Transforming this into graph data produces the following:
SOURCE TARGET WEIGHT
`film` `Topic 16` `.47`
`Topic 16` `What Is Digital Humanities and What’s It Doing in English Departments?` `.23`
For the purpose of dealing with this as a Topic Network, I only dealt with topic-to-paper and word-to-topic connections of greater than 10% both for the purposes of manageability and because as Gephi currently exists, it does not take edge weight into account when analyzing communities and so many low-weight connections (known as edges in the parlance of network analysis) was reducing the statistical significance of the identified topic modules.
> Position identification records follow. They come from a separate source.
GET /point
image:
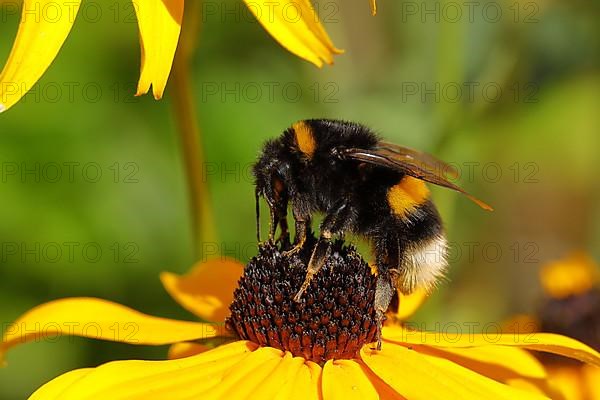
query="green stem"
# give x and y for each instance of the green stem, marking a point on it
(184, 110)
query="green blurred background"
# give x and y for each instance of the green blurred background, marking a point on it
(508, 91)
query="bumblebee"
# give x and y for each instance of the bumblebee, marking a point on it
(362, 185)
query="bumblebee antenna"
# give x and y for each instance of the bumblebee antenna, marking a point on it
(257, 205)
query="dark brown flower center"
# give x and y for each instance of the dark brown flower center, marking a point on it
(335, 317)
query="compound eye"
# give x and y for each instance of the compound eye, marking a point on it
(337, 152)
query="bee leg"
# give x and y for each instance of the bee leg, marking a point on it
(317, 260)
(284, 236)
(384, 292)
(337, 221)
(301, 230)
(272, 224)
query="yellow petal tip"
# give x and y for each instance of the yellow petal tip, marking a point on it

I present the results in the Topology page, with many visualizations and not too many explanations. It wasn’t my intent to demonstrate that such-and-such’s blog post was more central to so-and-so’s paper, and given the small sample size, the rough preparation and quick implementation, I think of this as an attempt to draw attention to topic network analysis and treatment of topics, words and texts as topologies. Hopefully, you find this as useful and enjoyable as I did.
This is great work! I’ll be sharing it with my digital humanities class at Illinois: it provides a very nice way to see what people are talking about in the selected articles. I take it from the write-up above that this selection was itself based on a topic (defining digital humanities) and recommendations from the community: that seems like a perfectly reasonable way to create the corpus for a first pass at the problem, and the issues you identify as candidates for “Further Research” (in that section of this site) are all interesting. Do you think there are further research questions around the selection of articles itself? What did you think were the limitations of the method of selection you used, and what would be some alternate methods? This would, by the way, make a great poster…either the conference kind or the CafePress kind.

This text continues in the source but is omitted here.